I had the same problem when I was playing this game. Back in 2008. With a inane graphic card. Follow the thread below and you will be good to go.

Widescreen Gaming Forum &bull; View topic - Assassin's Creed ... in TripleHead ...


----------



## Ethan_Hunt (Jun 28, 2011)

Technically, 1366x768 is a 16:9 aspect ratio. Whereas, 1024x768 isn't. If you're GPU allows full screen scaling, then you could use that feature to fit the image to full screen. However, the image would be stretched and wouldn't look appealing. So it's best to leave it with those black borders, if you're not running it on a 16:9 native aspect ratio.


----------



## Alok (Jun 28, 2011)

Thanx

@vasmi_krishna link was useful.

I tried aspect ratio tool from widescreengaming.com
it helps , but it also makes hud more wide -for good fps i can compromise with it.


----------



## tkin (Jun 28, 2011)

Kola2842 said:


> Hi !
> I am playing Assassins Creed 1.
> PC is not so strong. So to keep good fps i had to lower resolution to 1024x768
> I have 22" monitor with  1366x768 native resolution.
> ...


No, its a console port and you have to live with it. Only 16:9 monitor will work properly with it.


----------



## Alok (Jun 28, 2011)

tkin said:


> No, its a console port and you have to live with it. Only 16:9 monitor will work properly with it.

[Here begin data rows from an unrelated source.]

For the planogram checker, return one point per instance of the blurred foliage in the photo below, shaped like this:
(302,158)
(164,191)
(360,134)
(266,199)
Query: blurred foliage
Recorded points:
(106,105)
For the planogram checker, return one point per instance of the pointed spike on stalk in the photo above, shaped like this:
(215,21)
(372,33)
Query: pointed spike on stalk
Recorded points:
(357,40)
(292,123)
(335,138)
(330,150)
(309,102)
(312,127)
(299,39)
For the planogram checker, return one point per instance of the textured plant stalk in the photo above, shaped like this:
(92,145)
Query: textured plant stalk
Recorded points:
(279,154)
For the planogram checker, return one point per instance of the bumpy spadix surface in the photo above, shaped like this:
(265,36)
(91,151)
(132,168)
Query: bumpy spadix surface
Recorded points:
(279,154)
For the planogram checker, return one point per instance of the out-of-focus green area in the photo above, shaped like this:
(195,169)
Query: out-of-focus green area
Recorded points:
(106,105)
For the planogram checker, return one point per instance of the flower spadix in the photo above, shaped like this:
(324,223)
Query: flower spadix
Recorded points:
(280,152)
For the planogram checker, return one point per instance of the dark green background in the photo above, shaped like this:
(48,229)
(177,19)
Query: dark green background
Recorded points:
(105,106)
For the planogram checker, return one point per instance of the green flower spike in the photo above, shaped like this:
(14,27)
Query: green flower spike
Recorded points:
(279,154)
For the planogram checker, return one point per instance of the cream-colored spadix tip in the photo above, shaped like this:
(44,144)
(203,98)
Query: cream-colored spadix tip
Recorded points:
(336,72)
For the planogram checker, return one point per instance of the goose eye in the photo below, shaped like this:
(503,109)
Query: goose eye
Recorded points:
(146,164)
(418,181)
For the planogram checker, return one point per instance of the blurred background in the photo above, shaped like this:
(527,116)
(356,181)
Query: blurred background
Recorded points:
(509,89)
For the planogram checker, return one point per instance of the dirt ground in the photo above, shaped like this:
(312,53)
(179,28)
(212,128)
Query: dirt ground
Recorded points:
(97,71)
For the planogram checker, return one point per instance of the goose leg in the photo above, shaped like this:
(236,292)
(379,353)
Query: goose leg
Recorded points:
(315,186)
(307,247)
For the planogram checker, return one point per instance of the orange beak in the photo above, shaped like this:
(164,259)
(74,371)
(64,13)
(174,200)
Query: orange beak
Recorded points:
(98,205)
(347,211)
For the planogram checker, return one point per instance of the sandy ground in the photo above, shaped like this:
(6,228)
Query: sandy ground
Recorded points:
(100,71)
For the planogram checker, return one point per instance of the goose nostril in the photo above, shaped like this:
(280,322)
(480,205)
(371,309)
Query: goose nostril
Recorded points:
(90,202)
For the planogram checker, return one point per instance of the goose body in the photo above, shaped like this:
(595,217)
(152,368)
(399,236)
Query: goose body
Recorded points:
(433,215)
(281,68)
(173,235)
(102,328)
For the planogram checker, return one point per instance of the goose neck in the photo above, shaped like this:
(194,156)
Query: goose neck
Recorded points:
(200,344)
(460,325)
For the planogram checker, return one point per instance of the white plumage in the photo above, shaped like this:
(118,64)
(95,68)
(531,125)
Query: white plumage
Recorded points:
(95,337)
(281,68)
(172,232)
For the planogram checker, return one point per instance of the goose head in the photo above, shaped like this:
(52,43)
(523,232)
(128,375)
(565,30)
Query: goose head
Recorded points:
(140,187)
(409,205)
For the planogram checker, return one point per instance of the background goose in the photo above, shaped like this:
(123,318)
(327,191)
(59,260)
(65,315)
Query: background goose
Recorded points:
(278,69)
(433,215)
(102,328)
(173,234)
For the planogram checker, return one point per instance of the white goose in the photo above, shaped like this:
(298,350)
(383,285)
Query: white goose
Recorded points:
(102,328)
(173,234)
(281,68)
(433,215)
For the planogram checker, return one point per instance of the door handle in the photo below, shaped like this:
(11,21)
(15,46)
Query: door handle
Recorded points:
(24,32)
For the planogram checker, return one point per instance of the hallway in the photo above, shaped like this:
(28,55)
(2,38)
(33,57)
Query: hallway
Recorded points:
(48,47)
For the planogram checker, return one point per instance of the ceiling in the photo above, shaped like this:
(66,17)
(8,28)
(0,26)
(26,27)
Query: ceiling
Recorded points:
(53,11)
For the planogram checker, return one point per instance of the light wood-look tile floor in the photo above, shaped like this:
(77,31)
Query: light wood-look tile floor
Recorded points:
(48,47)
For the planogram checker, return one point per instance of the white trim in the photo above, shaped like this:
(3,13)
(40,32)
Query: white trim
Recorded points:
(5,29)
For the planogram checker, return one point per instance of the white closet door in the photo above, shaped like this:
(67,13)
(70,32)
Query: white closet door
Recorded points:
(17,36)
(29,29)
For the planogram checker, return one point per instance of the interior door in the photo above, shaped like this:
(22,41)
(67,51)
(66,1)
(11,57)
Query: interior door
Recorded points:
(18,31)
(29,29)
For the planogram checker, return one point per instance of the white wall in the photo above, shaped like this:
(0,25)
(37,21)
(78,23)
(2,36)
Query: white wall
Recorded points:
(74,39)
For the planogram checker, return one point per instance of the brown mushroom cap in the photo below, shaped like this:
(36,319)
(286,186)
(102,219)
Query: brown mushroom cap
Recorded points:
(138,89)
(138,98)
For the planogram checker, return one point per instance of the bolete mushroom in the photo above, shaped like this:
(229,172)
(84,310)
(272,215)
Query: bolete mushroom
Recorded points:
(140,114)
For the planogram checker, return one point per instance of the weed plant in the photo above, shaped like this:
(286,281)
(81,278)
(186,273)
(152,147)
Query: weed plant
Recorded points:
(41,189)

you don't noticed that my monitor is 1366x768 means it is16:9 but i lowered resolution to 1024by768 for good fps.
Btw problem is solved tool in above link did the job.


----------



## tkin (Jun 28, 2011)

Kola2842 said:


> you don't noticed that my monitor is 1366x768 means it is16:9 but i lowered resolution to 1024by768 for good fps.
> Btw problem is solved tool in above link did the job.


Same analogy, the game resolution and the monitor should both have 16:9 ratio. Anyway glad it worked out for you.


----------



## Alok (Jun 28, 2011)

^^btw as u are a senior member than me-thanx to response the thread.


----------